Les disciples entendent les Béatitudes au début de leur cheminement avec Jésus, mais ils ne commenceront à comprendre et mettre en pratique cette nouvelle Loi qu’au moment où ils se retrouveront tout seuls, au ras du sol, coincés dans le terrestre et contraints d’y intervenir pour que cette résidence pas toujours confortable (du moins pas pour tout le monde) commence peu à peu à ressembler à un Royaume plutôt qu’à un chaos à peine ordonné.
C’est pour cette raison que les premières communautés chrétiennes ont tenté de mettre en place des micro-sociétés qui, sans être parfaites ni idéales, étaient une anticipation, un signe fort que la violence du monde si bien rappelée par les Béatitudes n’était pas une fatalité et qu’il fallait, au contraire, la combattre et y substituer quelque chose de vivable.

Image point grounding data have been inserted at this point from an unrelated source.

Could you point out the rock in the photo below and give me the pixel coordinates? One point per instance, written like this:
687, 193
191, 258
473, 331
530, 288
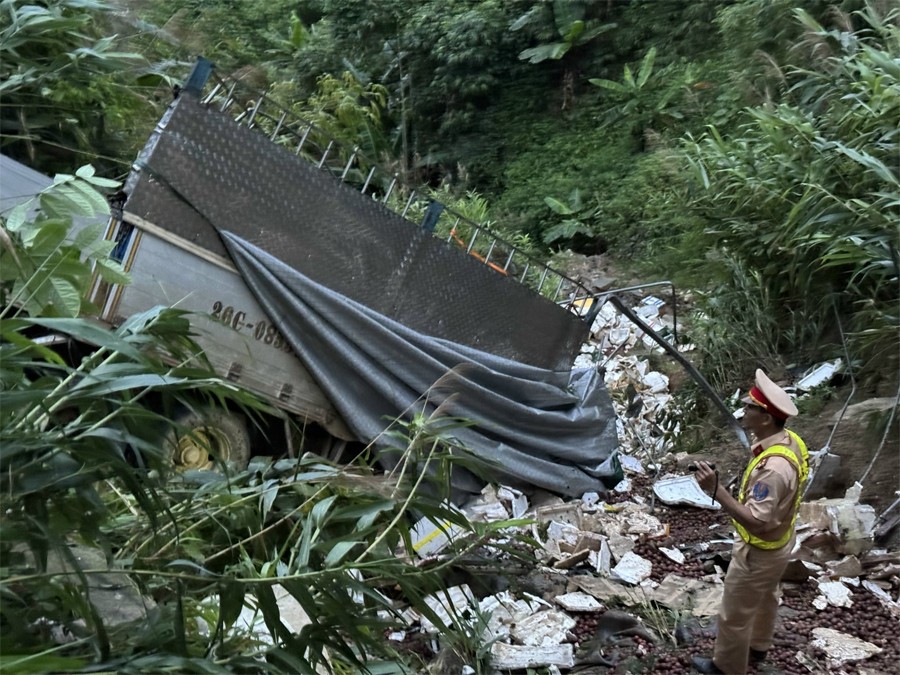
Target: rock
840, 648
113, 594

Ce qui a sauvé les disciples autrefois, ce qui nous sauve aujourd’hui aussi, d’une certaine manière, c’est que nous sommes coincés avec ce programme : « Voici le monde que vous habitez, il n’est pas terrible, et quand vous ne travaillez pas à le rendre vivable, même provisoirement, vous en aggravez encore l’inconfort ! Mes compliments ! »
Ils ont pris cela comme un véritable avertissement, le livres de Actes écrit par Luc retrace une partie de ce départ : il faut que nos communautés jouent le rôle d’un laboratoire où se vit une autre manière d’être dans ce monde, une autre manière d’y organiser la vie et les relations.
« Heureux », dans notre texte, qui vient du grec « makarios » (qui veut aussi dire « en marche », « en mouvement ») se rapproche du mot hébreu issu de la racine « asher » qui signifie aussi « marcher ». Si nous suivons ces deux sens proches, le bonheur promis par les Béatitudes n’est pas l’état de satisfaction béate et assez niaise que nous promettent beaucoup d’ouvrages de développement personnel où il est davantage question de zénitude, de lutte contre le stress au travail ou de la paix de l’intestin grêle.
Le bonheur promis ici est la mise en marche (ou en mouvement) comme refus de s’installer : Abraham avait été justifié par ce refus de perpétuer seulement un passé hérité, Moïse avait mis tout un peuple en mouvement. Cette nouvelle loi que sont les Béatitudes nous disent la même chose : l’homme heureux est celui qui se lève pour faire que le monde soit autre chose qu’une longue liste de malheurs.
Nous aurions peut-être préféré une recette simple, mais les Ecritures ne sont pas un livre de recettes, elles sont un programme à faire, sans se décourager.